Но почему же он так увлечен своими этюдами, так счастлив, сидя на складном стуле где-нибудь на потрескавшейся от зноя земле на обочине проселка?.. Не потому ли, что впервые пишет что хочет, без оглядки, без необходимости сообразоваться со вкусами и указаниями профессора? Не потому ли еще больше, что отдыхает в эти часы от многолетнего труда, что сладко ему дышать запахами мокрой после недавнего дождя земли, прогретой солнцем хвои, слушать пение неведомых птиц, всплески рыбы на сверкающей глади реки?..

Может, все-таки прошло бы еще немало времени, пока Лаврентий нашел окончательный ответ на свои сомнения, если б не поторопила жизнь.

Возвратившись в город, он в один из первых дней академических занятий встретил на лестнице Григоровича.

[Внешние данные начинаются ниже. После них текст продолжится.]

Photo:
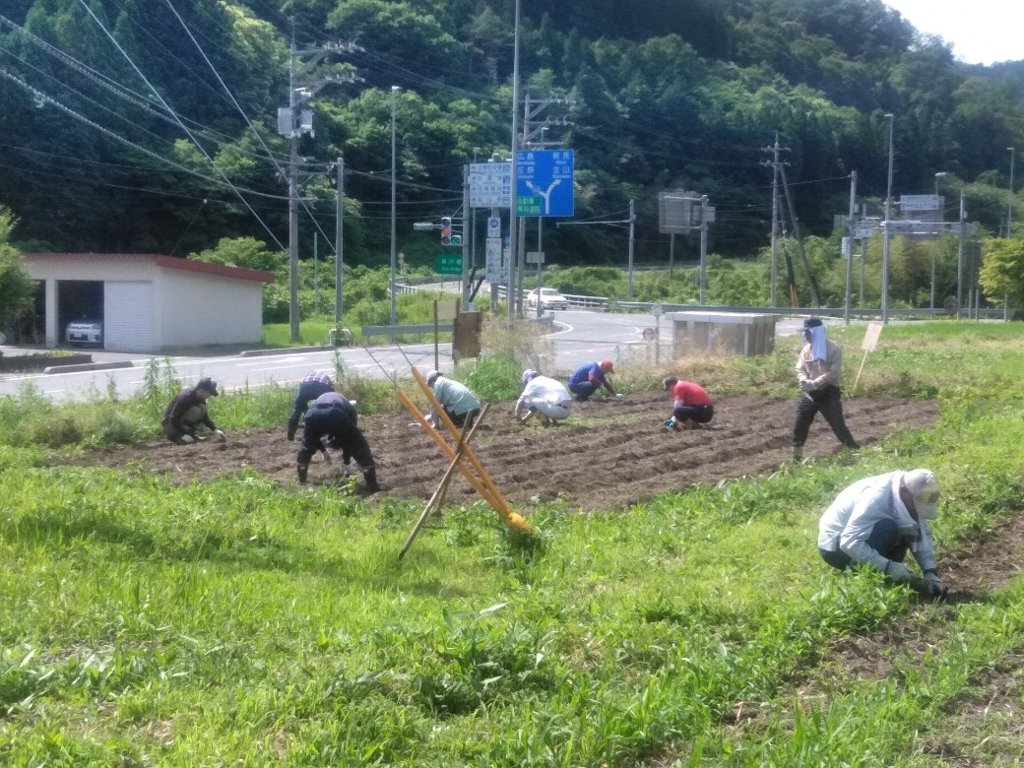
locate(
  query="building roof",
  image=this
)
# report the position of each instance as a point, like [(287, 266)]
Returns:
[(165, 262)]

Конференц-секретарь возвращался, видимо, с какого-то официального визита. Он был облачен в разглаженную вицмундирную пару с орденами, нес в руке глянцевитый цилиндр и белые перчатки. По солдатской привычке, Серяков вытянулся во фронт.

— Здравствуй, батюшка, — сказал Григорович, останавливаясь и тяжело переводя дух. — О тебе опять департамент поселений меня запрашивал: каковы, мол, твои успехи. Я слышал от Петра Карловича Клодта, что ты все лето пейзажи писал и будто весьма удачно… Но не пора ли тебе уже о программе подумать?.. Я не тороплю тебя, но все-таки ты в академии уже полных пять лет учишься… Ведь так? С весны сорок седьмого?.. Впрочем, не беспокойся, я отписал, что тебе еще года два учиться надобно, авось опять угомонятся…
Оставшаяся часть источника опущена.